Похоже было, что молодожены даже думать не хотели о прощении, и то, как они себя вели, на взгляд Йоханнеса, было сплошным вызовом ему перед лицом всей деревни.
— Гордость никогда никому богатства не приносила, — сердито ворчал Йоханнес жене Лийне. — Вот посмотрим…
ГЛАВА ВОСЬМАЯ
О том, что делается на Журавлином хуторе, крестьяне Коорди знали мало; сам хутор стоял далеко на отшибе, и с большой дороги нельзя было увидеть дымка из его трубы, да и сам Пауль Рунге довольно редко показывался в людных местах, не в пример вездесущему Юхану Кянду, новому владельцу хутора Курвеста. Между тем, ни одна семья в деревне не готовилась с таким напряжением к весне, как Пауль с Айно на Журавлином хуторе.
В хлеву теперь стояла краснопегая корова Минни, принадлежавшая когда-то Курвесту. Первые дни Айно поминутно выбегала к ней в хлев. Скребком и щеткой Айно выскребла ее до блеска, мыла вымя теплой водой и смазывала жиром. В углу похрюкивал поросенок, купленный у Мейстерсона на армейские сбережения Пауля. И, наконец, в загородке из еловых жердей стоял сам Анту, двадцатилетний серый мерин!
Из-за Анту Паулю пришлось повоевать. Юхан Кянд пожелал получить его себе, — как никак, у него лошади тоже не было. Дело дошло до Янсона. Пытаясь сдержать волнение, Пауль спросил председателя, что можно сделать без лошади, когда на хуторе нет ни полена дров и даже воду приходится возить за полкилометра в кадке. А на ком лес возить для постройки, с кем на пахоту выйти? Он упорно смотрел в глаза Янсону, и тот принял его сторону.
— Ты уж тоже… — с неудовольствием сказал он Кянду. — Из-за двадцатилетнего одра споришь, — смеяться будут… Новую не купить, что ли?
Юхан отступил. В самом деле, стоило ли лезть в историю из-за этого одра?
И Анту вместе со старой телегой Курвеста водворился на Журавлином хуторе. Теперь было на ком возить воду и даже хворост из леса. Старые дровни Пауль ловко починил.
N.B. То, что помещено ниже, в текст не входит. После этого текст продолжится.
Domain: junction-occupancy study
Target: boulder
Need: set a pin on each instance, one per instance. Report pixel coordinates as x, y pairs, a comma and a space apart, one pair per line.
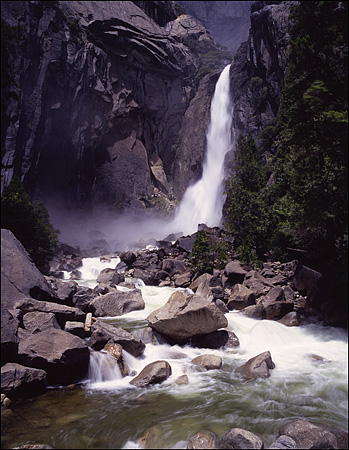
256, 367
216, 339
19, 269
209, 362
290, 319
283, 442
308, 435
62, 313
128, 258
117, 303
276, 294
254, 311
76, 328
103, 332
240, 297
276, 310
83, 297
115, 350
18, 381
173, 266
9, 336
203, 439
36, 321
154, 373
64, 357
235, 272
184, 316
257, 283
239, 438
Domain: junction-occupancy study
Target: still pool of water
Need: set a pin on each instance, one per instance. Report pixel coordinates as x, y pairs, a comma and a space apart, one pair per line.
309, 381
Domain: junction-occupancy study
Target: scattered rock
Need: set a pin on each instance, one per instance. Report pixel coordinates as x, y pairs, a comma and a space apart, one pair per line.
18, 381
239, 438
153, 373
203, 439
258, 366
209, 362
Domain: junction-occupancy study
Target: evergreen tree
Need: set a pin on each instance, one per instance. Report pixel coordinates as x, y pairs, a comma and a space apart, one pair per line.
29, 223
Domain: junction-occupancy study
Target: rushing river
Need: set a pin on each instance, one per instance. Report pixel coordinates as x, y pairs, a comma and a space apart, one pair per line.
105, 411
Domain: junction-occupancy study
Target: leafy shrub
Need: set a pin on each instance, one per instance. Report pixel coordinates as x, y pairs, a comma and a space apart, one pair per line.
29, 223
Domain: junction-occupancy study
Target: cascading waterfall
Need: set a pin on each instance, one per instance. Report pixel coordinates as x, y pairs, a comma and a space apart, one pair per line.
203, 201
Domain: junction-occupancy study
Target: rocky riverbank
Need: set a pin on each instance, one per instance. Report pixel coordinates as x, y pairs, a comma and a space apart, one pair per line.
50, 326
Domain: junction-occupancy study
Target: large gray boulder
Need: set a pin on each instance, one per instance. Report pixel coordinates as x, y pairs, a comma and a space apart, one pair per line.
154, 373
203, 439
239, 438
18, 381
117, 303
61, 355
309, 435
21, 272
256, 367
62, 313
102, 332
36, 321
184, 316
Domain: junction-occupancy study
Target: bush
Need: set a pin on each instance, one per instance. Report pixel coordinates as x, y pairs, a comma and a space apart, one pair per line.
29, 223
Он съездил в уездный город, отыскал там старого плотника Йоханнеса Уусталу, вместе заходили в уком партии, в кооператив, на лесопилку. Всюду у Уусталу были друзья и знакомые, везде перед стариком в старомодном поношенном пальто снимали шляпы.
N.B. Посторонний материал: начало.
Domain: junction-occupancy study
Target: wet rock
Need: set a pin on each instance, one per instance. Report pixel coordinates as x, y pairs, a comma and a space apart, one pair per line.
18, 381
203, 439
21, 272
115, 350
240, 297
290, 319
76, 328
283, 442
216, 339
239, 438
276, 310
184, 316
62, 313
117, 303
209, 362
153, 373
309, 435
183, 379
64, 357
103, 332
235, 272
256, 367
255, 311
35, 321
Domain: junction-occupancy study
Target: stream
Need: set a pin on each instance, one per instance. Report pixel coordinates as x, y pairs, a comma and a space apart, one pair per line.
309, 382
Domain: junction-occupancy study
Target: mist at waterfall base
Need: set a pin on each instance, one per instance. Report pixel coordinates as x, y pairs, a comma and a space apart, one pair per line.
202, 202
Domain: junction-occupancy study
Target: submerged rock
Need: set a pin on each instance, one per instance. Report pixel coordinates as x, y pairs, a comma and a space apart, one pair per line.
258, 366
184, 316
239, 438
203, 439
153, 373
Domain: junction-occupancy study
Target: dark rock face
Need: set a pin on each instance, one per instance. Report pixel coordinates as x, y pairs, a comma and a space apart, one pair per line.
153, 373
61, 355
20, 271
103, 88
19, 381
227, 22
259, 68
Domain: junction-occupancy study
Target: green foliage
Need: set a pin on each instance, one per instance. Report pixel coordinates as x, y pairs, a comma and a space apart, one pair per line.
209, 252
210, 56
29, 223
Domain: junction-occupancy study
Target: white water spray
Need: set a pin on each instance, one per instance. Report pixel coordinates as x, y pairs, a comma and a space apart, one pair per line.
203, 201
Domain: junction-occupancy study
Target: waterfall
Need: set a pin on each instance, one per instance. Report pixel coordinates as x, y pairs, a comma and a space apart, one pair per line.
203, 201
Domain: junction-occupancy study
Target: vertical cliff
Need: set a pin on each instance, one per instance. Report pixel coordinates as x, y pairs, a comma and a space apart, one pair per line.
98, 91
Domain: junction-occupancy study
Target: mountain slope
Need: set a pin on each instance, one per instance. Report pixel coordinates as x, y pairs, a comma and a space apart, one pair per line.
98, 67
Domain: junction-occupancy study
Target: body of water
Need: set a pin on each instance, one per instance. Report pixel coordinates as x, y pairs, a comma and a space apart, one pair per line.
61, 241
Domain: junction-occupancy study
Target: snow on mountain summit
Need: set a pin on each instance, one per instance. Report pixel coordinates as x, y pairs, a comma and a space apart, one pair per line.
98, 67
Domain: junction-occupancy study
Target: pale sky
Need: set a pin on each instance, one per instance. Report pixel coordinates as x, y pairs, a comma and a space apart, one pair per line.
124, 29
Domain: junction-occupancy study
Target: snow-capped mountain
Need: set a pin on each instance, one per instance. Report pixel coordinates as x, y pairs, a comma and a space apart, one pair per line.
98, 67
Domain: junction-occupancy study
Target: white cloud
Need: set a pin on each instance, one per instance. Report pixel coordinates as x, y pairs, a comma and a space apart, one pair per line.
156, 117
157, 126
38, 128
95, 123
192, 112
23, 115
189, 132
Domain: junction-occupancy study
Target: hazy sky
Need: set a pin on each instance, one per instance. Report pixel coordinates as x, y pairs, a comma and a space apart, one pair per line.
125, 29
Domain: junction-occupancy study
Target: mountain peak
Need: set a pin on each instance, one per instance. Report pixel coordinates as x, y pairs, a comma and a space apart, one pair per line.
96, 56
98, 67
Через два дня грузовик доставил их обоих в Коорди и высадил на развилке дорог, — до хутора на машине не добраться было. С машины выгрузили дюжину досок, рулоны папки, бочку цемента, ящик стекла и новый стол, белеющий свежим деревом. Пауль сходил за Анту и доставил все это на хутор.
Великий строитель, к удивлению Айно, оказался маленьким седеньким стариком с подвижным лицом и веселыми, усмешливыми глазами. Он вежливо пожал руку Айно и с удовольствием оглядел ее.
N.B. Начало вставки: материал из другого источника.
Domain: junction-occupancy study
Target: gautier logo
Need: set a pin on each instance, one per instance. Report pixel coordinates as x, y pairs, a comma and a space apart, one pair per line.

Айно с испугом заметалась у плиты. Боже, чем кормить? Только картошка и кусок соленой свинины в горшке… Но старичок оказался на редкость догадливым.
— Не беспокойтесь, мы с Паулем захватили кое-что.
И он подмигнул ей дружески и весело.
В самом деле, в заплечном мешке этого удивительного елочного деда оказались и холодное мясо, и кислосладкий хлеб, и масло. Обедали на новом столе, свеже пахнущем еловой смолой.